Souvent dans la centaine d’agence de l’Etat c’est le Conseil Economique et Social qui est visé, là c’est particulièrement l’ADEME (voire en dessous de cet article une petite revue de presse), et tout particulièrement par le Président de Sénat, Gérard Larcher, par Eric Ciotti ou encore Valérie Pécresse.
La question à se poser est pourquoi elle, et pourquoi maintenant ?
En réalité, il s’agit d’une attaque en règle purement polémique
À quoi servent l’Ademe et ses « quatre milliards d’euros » de budget, ciblés par Laurent Wauquiez, Valérie Pécresse et Gérard Larcher ? (francetvinfo.fr).
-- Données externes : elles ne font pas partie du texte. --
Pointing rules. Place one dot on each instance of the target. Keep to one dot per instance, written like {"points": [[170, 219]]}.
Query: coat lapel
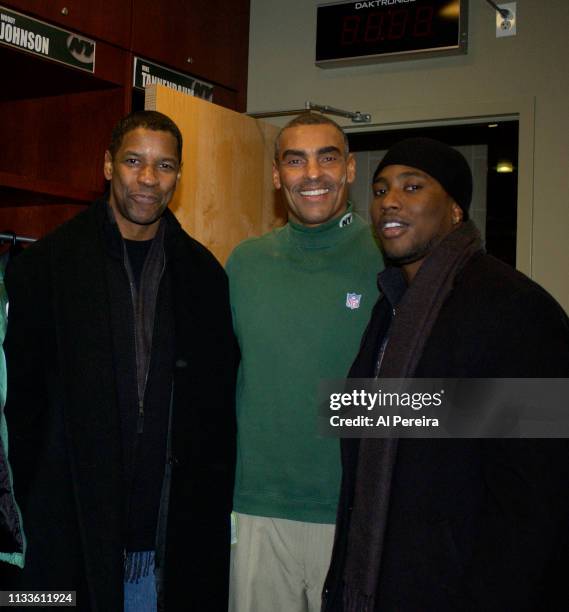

Alors que le gouvernement planche sur le budget 2025, ces ténors de la droite demandent la suppression de l’Agence de la transition écologique, dont ils questionnent l’utilité et le coût.
Opérateurs de l’État : le Cerema réitère sa proposition de fusion avec l’Ademe (latribune.fr).
Attaques contre l’Ademe : « Si Les Républicains veulent arrêter la transition écologique, il faut le dire » (liberation.fr). Alors que la droite multiplie depuis dimanche les offensives contre l’agence d’État, son président, Sylvain Waserman, révèle qu’un rapport de l’Inspection générale des finances a conclu en 2024 qu’il n’y avait pas lieu de changer de modèle.
Sous le feu des critiques, l’Ademe défend son « rôle stratégique » et sa « gestion rigoureuse » (lefigaro.fr). Décryptage – Dans leur chasse au gaspillage d’argent public, plusieurs élus LR ont ciblé l’Agence de la transition écologique, ses 1 000 agents et ses plus de 3 milliards d’euros de budget.
Environnement : Ademe, OFB… Des établissements publics sous le feu des critiques des politiques (europe1.fr). Critiqués pour leur coût ou des contrôles jugés trop intimidants, les établissements publics chargés de l’environnement se retrouvent actuellement sous le feu des critiques de la part de la droite et jusqu’au sommet de l’État, créant de l’inquiétude en leur sein.
L’ADEME est pourtant la seule agence de l’ETAT qui peut accompagner efficacement les entreprises dans leurs efforts de décarbonation, car sans son soutien ni son investissement, en temps et en moyen, jamais la France ne respectera ses obligations de décarbonation fixé par l’accord de Paris, mais au-delà, le temps politique (la prochaine élection) n’est pas celui de la décarbonation et de la sauvegarde de la planète.
Ne rien faire coutera de toute façon beaucoup plus cher avec les aléas climatiques que nous touchons au quotidien et rencontrons au quotidien. Les 1,5°c sont déjà dépassés et chaque de 10ème de degré gagné, c’est autant de sauvé pour la planète et pour nos enfants.